El WPS garantiza que el salario mensual llegue a una cuenta bancaria, pero no regula las condiciones de trabajo. Una cosa es que la nómina entre puntualmente y otra muy distinta que el sueldo sea el acordado, que se paguen las horas extra o que no se exijan tareas fuera del contrato. Para un perfil hispanohablante, sobre todo en hostelería y construcción, la precariedad es real.
La Realidad del Mercado
Lo que de verdad pesa en el mercado laboral emiratí es la asimetría entre oferta y demanda de visados. Dubai y Abu Dabi concentran cientos de miles de trabajadores extranjeros —el 88% de la población es expatriada— y el patrocinio se convierte en moneda de cambio. Las empresas lo saben y, en los segmentos menos cualificados, ajustan las condiciones al límite de lo legal.

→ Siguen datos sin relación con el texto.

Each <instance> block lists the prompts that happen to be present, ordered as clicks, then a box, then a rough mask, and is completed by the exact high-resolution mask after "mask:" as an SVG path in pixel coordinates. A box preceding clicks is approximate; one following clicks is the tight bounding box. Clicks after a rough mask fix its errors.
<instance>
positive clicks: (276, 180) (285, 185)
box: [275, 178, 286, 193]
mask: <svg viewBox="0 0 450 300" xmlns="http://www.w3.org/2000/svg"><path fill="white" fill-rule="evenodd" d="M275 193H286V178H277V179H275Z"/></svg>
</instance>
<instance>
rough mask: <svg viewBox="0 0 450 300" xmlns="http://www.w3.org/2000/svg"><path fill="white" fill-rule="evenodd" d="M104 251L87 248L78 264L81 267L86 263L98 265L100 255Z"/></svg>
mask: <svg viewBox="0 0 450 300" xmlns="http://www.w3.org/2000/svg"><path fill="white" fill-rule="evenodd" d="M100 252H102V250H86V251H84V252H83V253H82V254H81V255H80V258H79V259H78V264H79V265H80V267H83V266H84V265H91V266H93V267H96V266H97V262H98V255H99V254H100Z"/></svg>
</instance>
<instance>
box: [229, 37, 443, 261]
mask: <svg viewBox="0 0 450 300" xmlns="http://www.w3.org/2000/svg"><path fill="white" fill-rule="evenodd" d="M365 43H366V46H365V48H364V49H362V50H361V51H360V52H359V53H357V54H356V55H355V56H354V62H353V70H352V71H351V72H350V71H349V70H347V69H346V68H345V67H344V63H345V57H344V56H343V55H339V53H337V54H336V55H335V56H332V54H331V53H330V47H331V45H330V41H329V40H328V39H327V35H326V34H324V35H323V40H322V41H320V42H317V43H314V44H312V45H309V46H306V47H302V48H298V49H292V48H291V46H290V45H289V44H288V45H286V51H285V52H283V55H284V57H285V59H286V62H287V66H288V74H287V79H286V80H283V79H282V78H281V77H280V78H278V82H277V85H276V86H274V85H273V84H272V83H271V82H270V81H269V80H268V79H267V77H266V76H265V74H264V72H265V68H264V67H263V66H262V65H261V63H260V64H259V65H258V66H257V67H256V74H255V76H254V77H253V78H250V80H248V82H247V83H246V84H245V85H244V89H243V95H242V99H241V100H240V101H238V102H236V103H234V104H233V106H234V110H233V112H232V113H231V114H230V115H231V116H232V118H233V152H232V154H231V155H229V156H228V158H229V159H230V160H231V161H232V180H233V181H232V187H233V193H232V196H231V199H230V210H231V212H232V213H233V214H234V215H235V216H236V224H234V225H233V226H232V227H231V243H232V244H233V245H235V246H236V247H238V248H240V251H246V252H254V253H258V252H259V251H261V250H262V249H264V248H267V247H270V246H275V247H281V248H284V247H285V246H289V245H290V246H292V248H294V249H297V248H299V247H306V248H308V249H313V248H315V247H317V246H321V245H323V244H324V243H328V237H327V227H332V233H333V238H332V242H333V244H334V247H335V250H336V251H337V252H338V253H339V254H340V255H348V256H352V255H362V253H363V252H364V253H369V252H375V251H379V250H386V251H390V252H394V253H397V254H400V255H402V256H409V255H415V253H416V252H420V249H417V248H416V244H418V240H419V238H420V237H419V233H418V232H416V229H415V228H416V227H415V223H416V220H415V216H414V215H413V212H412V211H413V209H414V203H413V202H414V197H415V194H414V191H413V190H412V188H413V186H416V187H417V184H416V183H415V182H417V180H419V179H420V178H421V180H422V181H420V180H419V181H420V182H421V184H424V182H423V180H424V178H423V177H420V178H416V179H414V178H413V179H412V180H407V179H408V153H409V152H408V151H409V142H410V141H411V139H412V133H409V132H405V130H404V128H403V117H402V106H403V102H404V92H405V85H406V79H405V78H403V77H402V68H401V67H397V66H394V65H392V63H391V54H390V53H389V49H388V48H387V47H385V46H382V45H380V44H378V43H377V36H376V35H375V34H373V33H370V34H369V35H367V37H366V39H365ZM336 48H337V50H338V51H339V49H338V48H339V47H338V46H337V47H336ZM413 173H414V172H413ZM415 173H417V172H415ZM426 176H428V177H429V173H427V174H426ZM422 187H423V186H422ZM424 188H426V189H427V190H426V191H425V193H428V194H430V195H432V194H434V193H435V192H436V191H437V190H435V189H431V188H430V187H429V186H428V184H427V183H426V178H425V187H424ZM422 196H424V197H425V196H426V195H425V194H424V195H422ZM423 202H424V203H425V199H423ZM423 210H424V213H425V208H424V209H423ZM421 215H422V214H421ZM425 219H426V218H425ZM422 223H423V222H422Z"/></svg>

Para un trabajador de habla hispana, el panorama tiene luces y sombras. En sectores como el turismo, la aviación o la banca, los salarios son competitivos —un director comercial puede superar los 35.000 dírhams al mes según el informe de Cooper Fitch— y las empresas asumen el visado sin reticencias. Pero en el otro extremo, camareros, dependientes o mozos de almacén cobran a menudo menos de 4.000 dírhams y enfrentan jornadas de doce horas, con el visado como única llave para permanecer en el país.
El error del 80% de los candidatos es no preguntar durante la entrevista quién asume los costes del visado y qué ocurre si la relación laboral se rompe antes del primer año. La respuesta correcta es que los paga el empleador y que la indemnización por fin de servicio se devenga desde el primer día. Si la oferta dice otra cosa, hay que alertarse. La gratuity se calcula en función de los años trabajados, no del visado.
Lo que necesitas saber
- Salario medio: orientativo, desde 4.000 AED para puestos no cualificados hasta más de 35.000 AED para mandos (Cooper Fitch, 2026).
- Quién contrata: grandes grupos de hostelería, aerolíneas, constructoras, empresas de servicios en mainland y free zones.
- Requisito clave: verificar en el contrato quién paga el visado y la duración del preaviso; el empleador está obligado a costearlo.
- Tendencia: estable, pero con creciente concienciación sobre los derechos laborales y la Emiratización.